The CDC’s recommendations, which are supported by the U.S. Preventive Services Task Force, state that all Americans born between 1945 and 1965 go through a one-time screening for the disease with the goal of reducing the number of people at risk for progression to cirrhosis, liver failure and liver cancer. This will also reduce the number of patients competing on the waiting list for a liver transplant.
Focus on age group
“Simply put, the baby boomer generation contains more than 75 percent of the estimated 3 million Americans infected with hepatitis C,” said Dr. John Vierling, professor of medicine and surgery at BCM. “Since at least 70 percent of those infected have never been diagnosed, it makes sense to focus screening on this age group.”

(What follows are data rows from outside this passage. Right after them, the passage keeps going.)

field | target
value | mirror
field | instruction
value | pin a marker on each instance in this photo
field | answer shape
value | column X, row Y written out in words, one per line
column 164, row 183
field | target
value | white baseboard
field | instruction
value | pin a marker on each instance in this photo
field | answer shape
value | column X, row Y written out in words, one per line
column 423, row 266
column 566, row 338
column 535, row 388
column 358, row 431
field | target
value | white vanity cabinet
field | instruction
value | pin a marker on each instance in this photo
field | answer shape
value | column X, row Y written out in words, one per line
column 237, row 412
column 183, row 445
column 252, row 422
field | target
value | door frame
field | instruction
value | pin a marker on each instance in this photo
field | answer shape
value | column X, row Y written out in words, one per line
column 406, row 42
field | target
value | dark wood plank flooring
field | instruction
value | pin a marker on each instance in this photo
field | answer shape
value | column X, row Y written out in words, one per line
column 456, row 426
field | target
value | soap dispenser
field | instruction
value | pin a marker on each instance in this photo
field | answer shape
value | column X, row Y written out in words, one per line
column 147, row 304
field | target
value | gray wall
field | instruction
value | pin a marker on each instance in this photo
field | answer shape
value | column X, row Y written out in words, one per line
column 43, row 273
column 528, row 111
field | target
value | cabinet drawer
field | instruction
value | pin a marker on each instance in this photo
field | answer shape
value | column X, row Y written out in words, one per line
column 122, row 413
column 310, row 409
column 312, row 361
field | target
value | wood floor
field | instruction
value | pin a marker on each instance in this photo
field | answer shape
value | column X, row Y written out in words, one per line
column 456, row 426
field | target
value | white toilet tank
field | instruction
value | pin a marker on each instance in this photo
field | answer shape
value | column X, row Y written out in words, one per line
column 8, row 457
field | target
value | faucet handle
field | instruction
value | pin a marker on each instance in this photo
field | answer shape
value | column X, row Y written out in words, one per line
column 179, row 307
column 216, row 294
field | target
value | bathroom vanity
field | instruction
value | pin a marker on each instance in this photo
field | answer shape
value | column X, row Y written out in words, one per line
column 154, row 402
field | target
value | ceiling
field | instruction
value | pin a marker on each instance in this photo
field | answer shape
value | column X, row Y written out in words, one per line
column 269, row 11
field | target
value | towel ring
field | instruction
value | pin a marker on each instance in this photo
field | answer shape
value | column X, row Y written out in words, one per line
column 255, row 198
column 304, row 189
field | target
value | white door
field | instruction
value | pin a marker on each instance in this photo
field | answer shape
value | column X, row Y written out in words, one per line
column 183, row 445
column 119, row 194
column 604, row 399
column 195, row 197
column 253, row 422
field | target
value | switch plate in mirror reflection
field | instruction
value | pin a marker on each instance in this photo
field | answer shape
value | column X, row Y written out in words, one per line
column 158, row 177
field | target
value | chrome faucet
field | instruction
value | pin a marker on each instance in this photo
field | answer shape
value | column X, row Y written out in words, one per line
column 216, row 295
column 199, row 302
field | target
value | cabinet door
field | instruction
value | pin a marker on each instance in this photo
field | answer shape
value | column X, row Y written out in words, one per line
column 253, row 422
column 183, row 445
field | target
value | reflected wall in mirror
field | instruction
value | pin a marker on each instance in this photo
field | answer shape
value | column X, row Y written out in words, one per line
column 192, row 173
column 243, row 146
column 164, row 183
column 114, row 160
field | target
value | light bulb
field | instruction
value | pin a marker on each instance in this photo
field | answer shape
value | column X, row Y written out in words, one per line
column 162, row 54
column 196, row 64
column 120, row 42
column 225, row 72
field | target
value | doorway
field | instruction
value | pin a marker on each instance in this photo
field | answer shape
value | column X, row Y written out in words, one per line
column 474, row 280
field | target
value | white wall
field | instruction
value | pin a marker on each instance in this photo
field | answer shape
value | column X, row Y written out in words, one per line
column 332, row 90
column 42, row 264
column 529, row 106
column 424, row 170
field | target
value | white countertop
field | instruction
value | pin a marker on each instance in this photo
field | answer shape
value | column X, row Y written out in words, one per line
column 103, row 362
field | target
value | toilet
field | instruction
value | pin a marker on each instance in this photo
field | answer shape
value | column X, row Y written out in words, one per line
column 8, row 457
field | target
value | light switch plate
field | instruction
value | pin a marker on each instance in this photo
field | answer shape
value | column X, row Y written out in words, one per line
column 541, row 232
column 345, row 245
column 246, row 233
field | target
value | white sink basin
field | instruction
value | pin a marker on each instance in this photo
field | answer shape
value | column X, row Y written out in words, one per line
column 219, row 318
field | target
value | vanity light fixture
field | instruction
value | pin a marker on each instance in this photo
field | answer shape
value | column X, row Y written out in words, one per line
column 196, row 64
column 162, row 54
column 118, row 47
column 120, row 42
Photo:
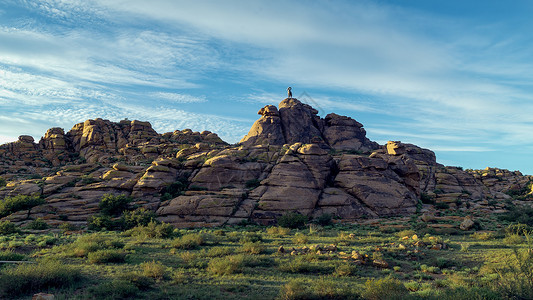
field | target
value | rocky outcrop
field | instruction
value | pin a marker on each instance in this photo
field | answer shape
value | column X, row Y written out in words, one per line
column 296, row 122
column 291, row 160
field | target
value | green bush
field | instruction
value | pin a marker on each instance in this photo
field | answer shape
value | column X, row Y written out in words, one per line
column 11, row 256
column 17, row 203
column 189, row 241
column 115, row 289
column 104, row 256
column 139, row 217
column 174, row 189
column 253, row 248
column 30, row 278
column 226, row 265
column 292, row 220
column 38, row 224
column 300, row 239
column 384, row 288
column 278, row 231
column 138, row 279
column 113, row 205
column 154, row 270
column 322, row 288
column 90, row 243
column 6, row 227
column 152, row 230
column 252, row 183
column 523, row 215
column 324, row 220
column 101, row 222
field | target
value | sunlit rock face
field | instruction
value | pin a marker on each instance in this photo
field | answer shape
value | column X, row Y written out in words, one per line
column 291, row 160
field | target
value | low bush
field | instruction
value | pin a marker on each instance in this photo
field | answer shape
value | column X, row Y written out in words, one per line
column 292, row 220
column 17, row 203
column 113, row 205
column 189, row 241
column 219, row 251
column 6, row 227
column 115, row 289
column 138, row 279
column 94, row 242
column 139, row 217
column 300, row 239
column 38, row 224
column 253, row 248
column 323, row 288
column 226, row 265
column 250, row 237
column 11, row 256
column 152, row 230
column 104, row 256
column 278, row 231
column 30, row 278
column 384, row 288
column 324, row 220
column 154, row 270
column 101, row 222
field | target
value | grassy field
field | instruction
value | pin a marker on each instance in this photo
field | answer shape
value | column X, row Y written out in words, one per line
column 393, row 259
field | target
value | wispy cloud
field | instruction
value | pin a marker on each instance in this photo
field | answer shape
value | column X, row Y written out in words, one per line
column 178, row 98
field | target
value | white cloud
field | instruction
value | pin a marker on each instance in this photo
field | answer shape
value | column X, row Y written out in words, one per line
column 178, row 98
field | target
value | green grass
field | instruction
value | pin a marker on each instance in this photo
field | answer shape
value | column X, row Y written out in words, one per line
column 243, row 262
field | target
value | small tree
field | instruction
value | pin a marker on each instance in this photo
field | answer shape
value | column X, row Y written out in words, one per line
column 114, row 205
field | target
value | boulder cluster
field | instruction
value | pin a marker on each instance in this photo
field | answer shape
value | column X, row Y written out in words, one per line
column 292, row 160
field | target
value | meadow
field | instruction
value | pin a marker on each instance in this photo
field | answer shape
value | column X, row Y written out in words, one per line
column 401, row 258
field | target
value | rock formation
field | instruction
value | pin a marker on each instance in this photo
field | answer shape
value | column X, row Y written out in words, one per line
column 291, row 160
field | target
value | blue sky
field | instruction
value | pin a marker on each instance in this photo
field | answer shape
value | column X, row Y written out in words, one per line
column 452, row 76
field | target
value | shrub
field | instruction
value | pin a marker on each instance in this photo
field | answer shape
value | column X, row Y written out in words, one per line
column 405, row 233
column 94, row 242
column 225, row 265
column 174, row 189
column 189, row 241
column 345, row 269
column 152, row 230
column 323, row 288
column 100, row 222
column 140, row 280
column 106, row 256
column 139, row 217
column 11, row 256
column 116, row 289
column 384, row 288
column 66, row 226
column 38, row 224
column 253, row 248
column 6, row 227
column 523, row 215
column 250, row 237
column 298, row 264
column 513, row 239
column 113, row 205
column 324, row 220
column 17, row 203
column 300, row 238
column 252, row 183
column 154, row 270
column 292, row 220
column 31, row 278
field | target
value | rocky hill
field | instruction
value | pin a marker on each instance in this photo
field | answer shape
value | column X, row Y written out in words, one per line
column 291, row 160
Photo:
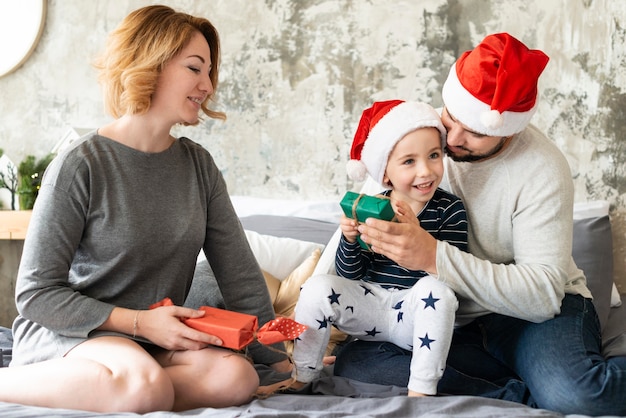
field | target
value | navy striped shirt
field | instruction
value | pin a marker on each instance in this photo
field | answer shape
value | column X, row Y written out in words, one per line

Vierling, who is also director of Baylor Liver Health, chief of hepatology and director of Advanced Liver Therapies at St. Luke’s Hospital, said this type of infection usually causes no symptoms until a person’s liver disease is too far advanced and difficult to treat with antiviral therapies.
People with cirrhosis of the liver caused by hepatitis C infection have increased risks of liver failure and liver cancers. For these patients, liver transplantation becomes the only hope of survival. In America, the number of people with cirrhosis, liver failure and liver cancer caused by hepatitis C infection have been dramatically increasing, Vierling said.
Early antiviral therapy
“Screening allows for detection at the earliest possible time, which will increase the chance of successful antiviral therapy. This can result in a permanent cure of the infection,” Vierling said. “Our research unit, Advanced Liver Therapies, has been active in studies of new antiviral drugs to treat these types of infections, which could be approved by the FDA in the coming months.”